Aqui, então, você encontra uma harmonia equilibrada de contrastes: doce e salgado, quente e frio, macio e crocante. Outro grande personagem da culinária italiana, um homem que aos sessenta anos de idade, depois de quase quarenta anos de (alta) cozinha autodidata, conseguiu fazer um estágio de uma semana no Pavillon Ledoyen de Yannick Alleno, anunciando-o no Facebook. O “cozinheiro do campo” Salvatore Tassa, como ele gosta de se chamar, chef do Le Colline Ciociare em Acuto, na província de Frosinone, assumiu a trattoria da família e conseguiu obter uma estrela Michelin. Comprometido com a conquista pessoal da sustentabilidade por meio de uma abordagem rigorosa de seu trabalho e da abolição de plásticos, embalagens a vácuo e produtos artificiais, ele é um chef que ama e respeita seu território, afirmando: “Minha cozinha caminha pelas trilhas traçadas pela natureza, percorre nela suas essencialidades, suas cores, seus sons… Meus pratos são a expressão do que permanece comigo enquanto caminho por essas trilhas…”. E entre seus pratos está a incrível cebola fondant. Datada de 1990, é uma proposta lendária e engenhosa, atemporal e ainda maravilhosamente atual em sua bondade: intensa, picante, quase uma sopa, mas com uma textura mais cremosa.  

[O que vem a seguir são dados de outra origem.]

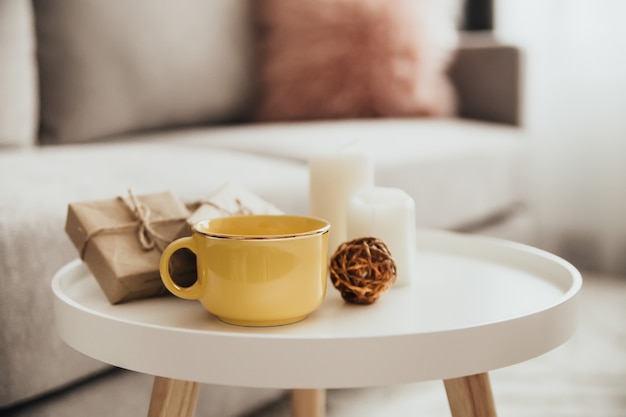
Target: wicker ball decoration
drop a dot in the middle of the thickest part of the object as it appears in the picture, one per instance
(362, 269)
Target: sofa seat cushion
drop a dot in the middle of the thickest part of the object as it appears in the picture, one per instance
(459, 172)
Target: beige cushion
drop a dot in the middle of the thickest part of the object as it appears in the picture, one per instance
(108, 67)
(18, 83)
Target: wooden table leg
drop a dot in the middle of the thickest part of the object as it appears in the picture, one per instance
(173, 398)
(470, 396)
(308, 403)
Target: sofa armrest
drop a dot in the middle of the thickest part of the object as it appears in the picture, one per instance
(487, 77)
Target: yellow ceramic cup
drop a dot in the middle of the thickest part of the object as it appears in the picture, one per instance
(255, 270)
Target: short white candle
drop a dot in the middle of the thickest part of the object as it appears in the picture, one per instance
(334, 177)
(387, 214)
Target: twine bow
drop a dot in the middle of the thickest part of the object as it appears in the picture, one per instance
(147, 235)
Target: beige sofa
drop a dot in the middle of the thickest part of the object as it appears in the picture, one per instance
(69, 132)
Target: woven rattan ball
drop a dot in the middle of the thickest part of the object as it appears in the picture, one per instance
(362, 270)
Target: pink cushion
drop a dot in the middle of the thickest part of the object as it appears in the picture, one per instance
(322, 59)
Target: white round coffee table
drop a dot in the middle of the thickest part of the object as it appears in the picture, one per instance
(476, 304)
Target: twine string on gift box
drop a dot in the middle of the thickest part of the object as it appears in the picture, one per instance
(148, 237)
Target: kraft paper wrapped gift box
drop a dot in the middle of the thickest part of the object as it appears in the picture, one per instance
(229, 200)
(121, 241)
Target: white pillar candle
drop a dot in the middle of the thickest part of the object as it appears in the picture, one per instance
(334, 177)
(387, 214)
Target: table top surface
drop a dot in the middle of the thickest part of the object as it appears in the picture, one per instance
(475, 304)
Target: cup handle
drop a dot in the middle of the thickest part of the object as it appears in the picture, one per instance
(194, 291)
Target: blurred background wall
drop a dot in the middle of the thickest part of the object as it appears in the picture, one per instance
(575, 112)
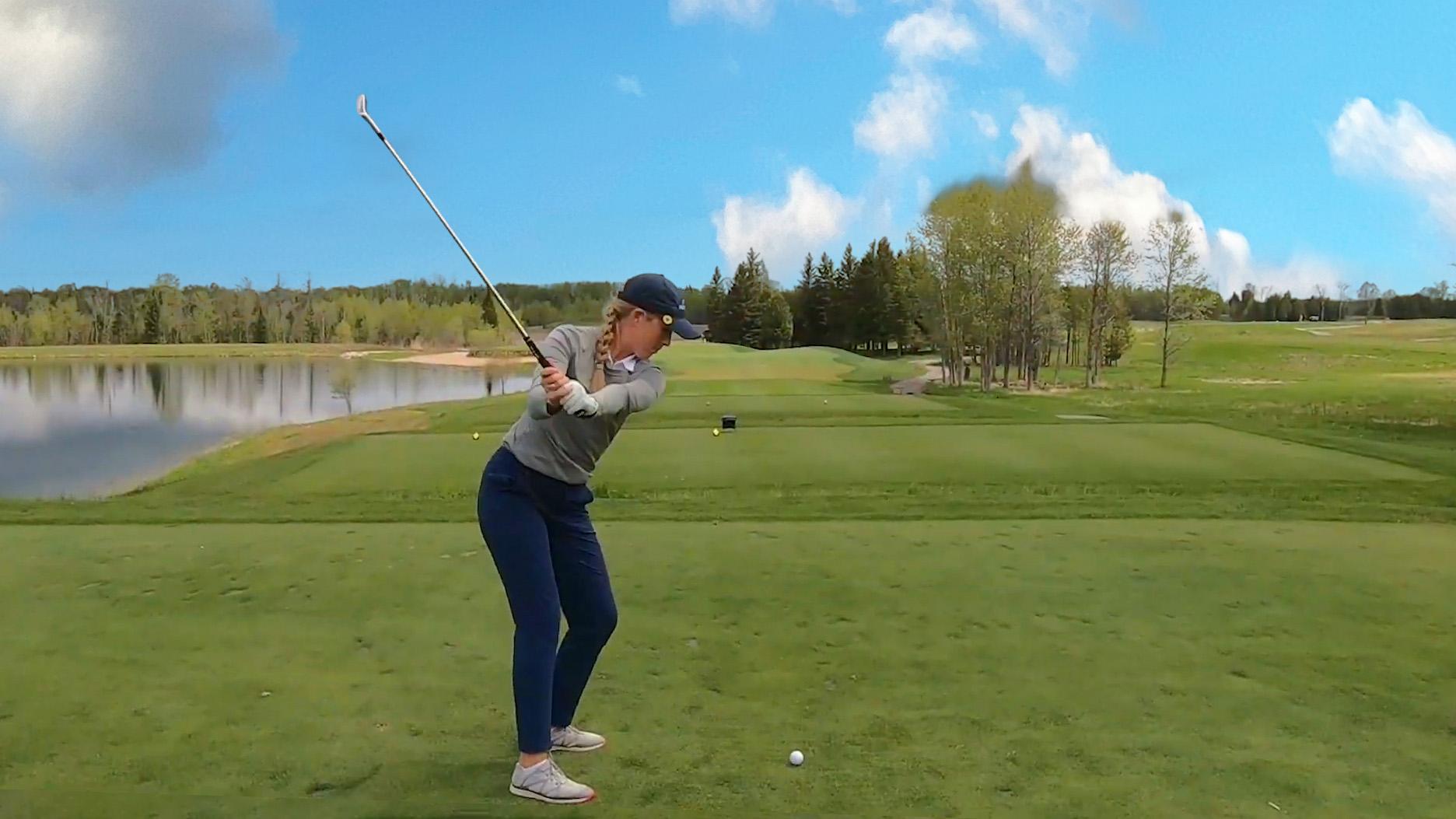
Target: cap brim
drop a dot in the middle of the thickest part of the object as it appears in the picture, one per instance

O que mais pode ser dito sobre Niko Romito? Uma lenda entre os chefs italianos, um abruzês autodidata, profundamente ligado à sua terra, ele começou na antiga confeitaria da família para, em apenas sete anos, chegar ao topo da culinária italiana com três estrelas Michelin em seu Reale a Casadonna, um antigo mosteiro do século XVI em Castel di Sangro. Treinador competente, pesquisador maníaco, chef mentor premiado pelo famoso guia vermelho na última edição recém-publicada, ele busca a concentração e a essencialidade do prato. Assim, uma de suas obras-primas de 2009 é o absoluto de cebolas com parmesão, açafrão torrado e botões de massa. Não se trata de um caldo, mas de uma extração total da matéria-prima. O açafrão é o sublime de Piana di Navelli, na região de L’Aquila: os pistilos são levemente tostados para garantir que a cor do líquido não mude e que a aromaticidade permaneça intacta. O queijo nobre acrescenta sabor. Sabores distintos que se unem em uma sequência elegante e crocante de total harmonia gustativa. E tudo isso é cebola.